As ever, I should point out that New Star are of no particular interest to me (or probably anybody else reading this) , but all this illustrates that debt-for-equity-swaps are the market solution to over-leveraged companies. And why are our commercial banks in trouble? Because they have insufficient Tier One/Two capital, i.e. they rely on borrowings, i.e. they are over-leveraged. If our benighted gummint hadn't waded in with £37 billion of taxpayers' finest (plus all the other guarantees), then this is how banks would have been recapitalised.

4 comments:

Anonymous said...

So would you have spent the government/taxpayer money on banks in a debt-for-equity move?

Mark Wadsworth said...

PT, in the absence of gummint sloshing taxpayers' money around, the banks would have had no choice except to do debt-for-equity swaps.

Bondholders etc in banks would have waived some of their bonds in exchange for an equal value of shares. Problem solved without need for a penny of taxpayers' finest or any government involvement (short of overseeing the proceedings, perhaps).

Anonymous said...

Okay, that was always my confusion and why I accused it of being "interventionist".

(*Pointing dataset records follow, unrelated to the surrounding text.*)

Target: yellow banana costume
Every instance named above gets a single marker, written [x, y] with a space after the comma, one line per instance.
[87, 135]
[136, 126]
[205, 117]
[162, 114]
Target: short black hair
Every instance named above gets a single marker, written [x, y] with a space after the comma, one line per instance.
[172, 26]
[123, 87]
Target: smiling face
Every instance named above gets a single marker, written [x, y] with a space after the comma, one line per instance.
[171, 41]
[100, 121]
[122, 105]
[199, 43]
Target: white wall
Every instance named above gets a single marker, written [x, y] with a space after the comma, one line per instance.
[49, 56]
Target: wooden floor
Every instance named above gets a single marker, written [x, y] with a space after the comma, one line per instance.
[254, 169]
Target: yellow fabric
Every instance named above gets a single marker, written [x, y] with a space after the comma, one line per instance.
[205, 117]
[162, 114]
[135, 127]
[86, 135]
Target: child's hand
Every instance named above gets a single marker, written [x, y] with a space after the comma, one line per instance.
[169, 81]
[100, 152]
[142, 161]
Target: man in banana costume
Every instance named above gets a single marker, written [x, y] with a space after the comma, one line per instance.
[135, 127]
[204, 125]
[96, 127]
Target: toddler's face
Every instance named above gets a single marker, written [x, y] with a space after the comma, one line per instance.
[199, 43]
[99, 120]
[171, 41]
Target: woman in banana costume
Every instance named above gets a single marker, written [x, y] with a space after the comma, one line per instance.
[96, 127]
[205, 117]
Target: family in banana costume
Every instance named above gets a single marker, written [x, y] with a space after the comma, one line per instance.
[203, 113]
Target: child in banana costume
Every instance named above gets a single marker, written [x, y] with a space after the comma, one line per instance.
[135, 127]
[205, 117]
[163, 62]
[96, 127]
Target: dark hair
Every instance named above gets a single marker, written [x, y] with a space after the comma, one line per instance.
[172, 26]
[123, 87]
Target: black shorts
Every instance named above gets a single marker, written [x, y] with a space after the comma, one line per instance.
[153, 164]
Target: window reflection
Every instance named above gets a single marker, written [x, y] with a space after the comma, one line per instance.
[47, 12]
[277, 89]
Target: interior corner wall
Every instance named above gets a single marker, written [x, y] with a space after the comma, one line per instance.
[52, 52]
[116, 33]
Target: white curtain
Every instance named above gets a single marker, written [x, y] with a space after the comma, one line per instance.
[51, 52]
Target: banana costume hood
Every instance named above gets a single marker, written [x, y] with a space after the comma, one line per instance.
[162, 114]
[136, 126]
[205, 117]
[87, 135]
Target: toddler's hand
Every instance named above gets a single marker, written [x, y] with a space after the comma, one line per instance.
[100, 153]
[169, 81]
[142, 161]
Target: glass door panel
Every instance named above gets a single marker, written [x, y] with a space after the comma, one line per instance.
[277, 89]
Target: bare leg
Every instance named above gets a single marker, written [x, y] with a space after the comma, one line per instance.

Would you have had the government step in a debt-for-equity move as a last resort should private capital not be forthcoming?

Careful, your future Chancellor role is dependent on the correct answer.

Mark Wadsworth said...

PT, it's not a question of whether 'private capital is forthcoming' or not , the banks have already got the money that bondholders subscribed, it's just a question of rejigging the repayment terms (instead of a lump sum on date X, the bondholders get a share of profits in perpetuity).

And no, this would not apply to ordinary depositors - the banks and building societies which are mainly funded by deposits are the most cautious and not in need of new share capital (HSBC, Nationwide etc).

So the dilemma you envisage is unlikely to happen in real life - if it came to the point where the government had to honour its deposit guarantee (because bank losses were so big as to wipe out shareholders and bondholders), of course I, were I chancellor, should honour it, that's a different topic.